Our joint submission with Tymes Trust in relation to PE01692: Inquiry into the human rights impact of GIRFEC policy and data processing has now been published by the Scottish Parliament: PE1692/D: Petitioner submission of 10 September 2018 (390KB pdf)
We must insist that the Scottish Government ceases its intentionally misleading and
disingenuous conflation of the quote on “legitimate and benign” in terms of GIRFEC and the Named Person policy and would point to an analysis of the judgment by lawyer and social worker Allan Norman21 (who had predicted the outcome in his consultation response and was the instructing solicitor in the 2013 Haringey case, in which the established threshold for compulsory intervention was upheld, just weeks before the Scottish government circulated advice that they should ignore it):
“The Supreme Court held that nothing in Article 3 could extend the State’s powers to interfere with the negative rights in Article 8. The court also pointed out that in order to properly understand the child’s best interests, Article 18 of the CRC comes into play: ‘Parents or, as the case may be, legal guardians, have the primary responsibility for the upbringing and development of the child. The best interests of the child will be their basic concern.’” [emphasis in judgment].
Whether or not the Children and Young People (Information Sharing) (Scotland) Bill “fully responds to the Supreme Court’s findings” has yet to be determined by Parliament and may well be subject to further legal challenge. Its provisions cannot be determined as “lawful and proportionate and fully respecting the rights of children and families” while it does not have a definition of “wellbeing” and a Code of Practice.
We note in the Scottish Government’s submission (para 19) the admission and acceptance of our stated position that its “GIRFEC policy” is “founded” upon “data misuse”. Breaching human rights to prevent undesirable outcomes is not only unlawful, but any such data-driven predictive social sorting carries huge risks, as a Surveillance Society report for the ICO found. According to former assistant ICO Jonathan Bamford:
“If your parents both have criminal records or you have a bad school attendance record because of poor health, even if you are the best-behaved kid in class, you will find that every teacher is likely to treat you with suspicion.”
Eileen Munro also observed the same
“risky assumptions: that professionals can accurately predict which children will be problematic, that they can intervene effectively, using coercion if necessary, to change the course of children’s development, and that there will be adequate resources to meet the needs identified through screening. It fails to consider what harm may be caused by the process of surveillance of families and by labelling children as future problems.”
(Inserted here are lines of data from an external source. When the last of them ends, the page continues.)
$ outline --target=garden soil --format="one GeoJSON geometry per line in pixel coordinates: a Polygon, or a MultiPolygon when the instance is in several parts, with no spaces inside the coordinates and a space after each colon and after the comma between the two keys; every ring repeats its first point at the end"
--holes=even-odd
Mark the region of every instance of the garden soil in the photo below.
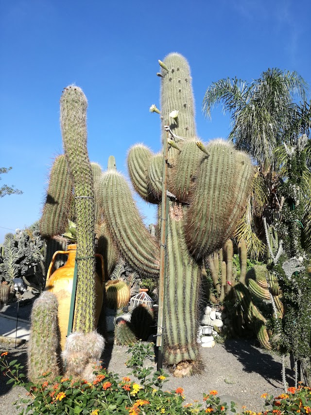
{"type": "MultiPolygon", "coordinates": [[[[127,347],[108,344],[102,356],[103,366],[109,370],[124,376],[129,369],[125,362],[129,355],[127,347]]],[[[11,345],[0,343],[0,350],[9,351],[9,360],[17,359],[25,365],[27,356],[27,343],[15,348],[11,345]]],[[[202,372],[200,375],[183,379],[170,376],[164,384],[164,390],[184,389],[185,403],[193,400],[202,401],[203,393],[212,389],[218,391],[219,395],[229,395],[238,399],[248,410],[259,412],[263,409],[264,399],[260,395],[267,392],[275,396],[283,390],[281,382],[281,363],[280,357],[254,345],[249,340],[231,340],[221,344],[217,343],[211,348],[200,348],[203,361],[202,372]]],[[[156,370],[155,361],[146,362],[156,370]]],[[[287,381],[294,386],[293,372],[287,361],[287,381]]],[[[165,369],[165,368],[164,368],[165,369]]],[[[26,391],[20,387],[6,385],[7,378],[0,376],[0,415],[15,415],[19,413],[12,403],[25,397],[26,391]]]]}

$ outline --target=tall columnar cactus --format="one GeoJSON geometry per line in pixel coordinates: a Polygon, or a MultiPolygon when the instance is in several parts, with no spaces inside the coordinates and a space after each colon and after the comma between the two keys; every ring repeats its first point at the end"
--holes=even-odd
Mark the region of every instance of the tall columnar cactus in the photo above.
{"type": "MultiPolygon", "coordinates": [[[[206,147],[196,136],[191,77],[186,59],[169,54],[161,62],[162,142],[168,122],[167,277],[165,297],[165,357],[182,376],[199,370],[197,303],[203,257],[222,247],[245,207],[253,176],[249,158],[221,140],[206,147]]],[[[151,111],[158,112],[155,106],[151,111]]],[[[132,147],[128,168],[134,188],[160,205],[163,154],[132,147]]],[[[124,178],[108,171],[102,179],[105,220],[122,255],[134,269],[159,272],[159,249],[132,201],[124,178]]]]}
{"type": "Polygon", "coordinates": [[[28,342],[28,378],[32,382],[44,381],[42,374],[51,380],[60,374],[60,334],[57,319],[57,299],[45,291],[34,303],[28,342]]]}
{"type": "Polygon", "coordinates": [[[64,148],[75,189],[77,286],[74,327],[87,333],[96,329],[94,185],[86,148],[87,101],[75,86],[65,88],[61,100],[64,148]]]}
{"type": "Polygon", "coordinates": [[[46,200],[40,221],[40,233],[43,237],[50,238],[65,232],[72,205],[73,187],[65,156],[58,156],[50,174],[46,200]]]}

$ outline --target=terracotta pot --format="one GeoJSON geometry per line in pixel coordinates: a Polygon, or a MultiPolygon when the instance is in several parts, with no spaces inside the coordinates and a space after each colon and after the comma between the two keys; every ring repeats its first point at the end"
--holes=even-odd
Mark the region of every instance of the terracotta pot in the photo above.
{"type": "MultiPolygon", "coordinates": [[[[72,291],[72,283],[74,272],[75,260],[77,250],[76,244],[68,245],[68,251],[58,251],[53,255],[53,258],[49,267],[47,276],[47,283],[45,290],[50,290],[54,294],[58,301],[58,323],[61,334],[61,347],[62,350],[65,348],[69,322],[69,313],[72,291]],[[51,271],[53,269],[55,258],[59,254],[66,254],[68,255],[67,261],[63,267],[58,268],[52,275],[51,271]]],[[[96,256],[98,256],[97,254],[96,256]]],[[[102,269],[103,270],[103,261],[102,255],[102,269]]],[[[104,280],[104,272],[102,272],[104,280]]],[[[95,290],[96,293],[96,304],[95,304],[95,324],[98,322],[99,315],[102,309],[103,298],[104,296],[104,281],[96,273],[95,290]]]]}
On outcomes-based early intervention policy she concluded:
“Rejecting the rights approach to defining children’s needs that is embodied in the UNCRC, the government has opted for its own set of targets and performance indicators. These can be criticised for placing too much value on the needs of society (for well-educated, healthy, law-abiding citizens) compared with the needs of the individual child.”
The people of Scotland deserve to know the truth about how a Scottish Government national flagship policy that breached Article 8 of the ECHR and was ruled unlawful found its way on to the statute books. They deserve the opportunity to have their experiences heard and at least a semblance of justice delivered in regard to the early and ongoing implementation of that unlawful practice across Scotland.